I had class, so we didn’t eat dinner together Monday night. I made a quesadilla with one of the leftover eggs and refried beans and ate it before class, and then after class we had dessert together, rhubarb bars made from the old Quaker oats, and the old brown sugar that I revived by putting damp paper towel in the bag, and last of my frozen rhubarb cooked into into puree. The bars has a little too much rhubarb to crumble – you couldn’t pick them up and eat them – and as a fork dessert were in desperate need of ice cream – that we didn’t have.
Tuesday I made the pasta I’d been going to make Saturday. Spinach and sundried tomatoes, and it should have garbanzo beans but I thought Mark would like it better without, so I left them out.
Tuesday night I toasted the last of those old oats, like this 101 Cookbooks recipe, and had some for breakfast on Wednesday and packed up the rest for future breakfasts, like Thursday.
We ordered a staples box from the co-op, and in the middle of the afternoon I went and picked it up and did some other shopping as well. The co-op was pretty well stocked – I was able to get flour (grateful, although some floofed out of the bag and got on my phone and was hard to get off) and chocolate chips and brown sugar and even frozen peas.
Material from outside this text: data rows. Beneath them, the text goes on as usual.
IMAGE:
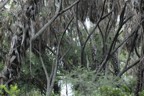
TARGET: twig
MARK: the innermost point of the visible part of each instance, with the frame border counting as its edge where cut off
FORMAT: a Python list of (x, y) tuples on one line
[(58, 12), (3, 3)]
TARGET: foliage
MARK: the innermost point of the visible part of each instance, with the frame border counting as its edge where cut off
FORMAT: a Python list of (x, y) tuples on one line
[(12, 91)]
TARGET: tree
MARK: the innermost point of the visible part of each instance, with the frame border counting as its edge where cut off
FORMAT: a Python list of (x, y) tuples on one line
[(48, 37)]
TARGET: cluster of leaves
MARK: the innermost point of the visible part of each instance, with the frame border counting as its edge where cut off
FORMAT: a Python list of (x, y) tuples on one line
[(87, 83)]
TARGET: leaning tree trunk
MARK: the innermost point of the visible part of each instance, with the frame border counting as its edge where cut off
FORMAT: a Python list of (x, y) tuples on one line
[(23, 29), (140, 74)]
No toilet paper. The bananas in the box are pretty ripe so not sure if we’ll be able to finish them before they have to turn into banana bread or something, but it’s still cool so maybe we’ll manage to eat them before they’re totally brown.
On Facebook someone called pandemic grocery shopping dodge & weave, and that’s a great description. You feel like you have to get in and out fast and you forget stuff. I find I am the most comfortable at the co-op of all the stores I’ve shopped at during these times; they’re really doing the pandemic rules right, but I still forgot parsley.
I also bought cream that I made into ice cream to go with the rhubarb crumble, because there’s no acceptable ice cream at the co-op, at least by my lights. I mean there never has been, pandemic or no.
Thursday morning on my walk there was a giant turkey in somebody’s yard on Forest St. This is the best shot I got. And the purple hellebore are from Monday’s.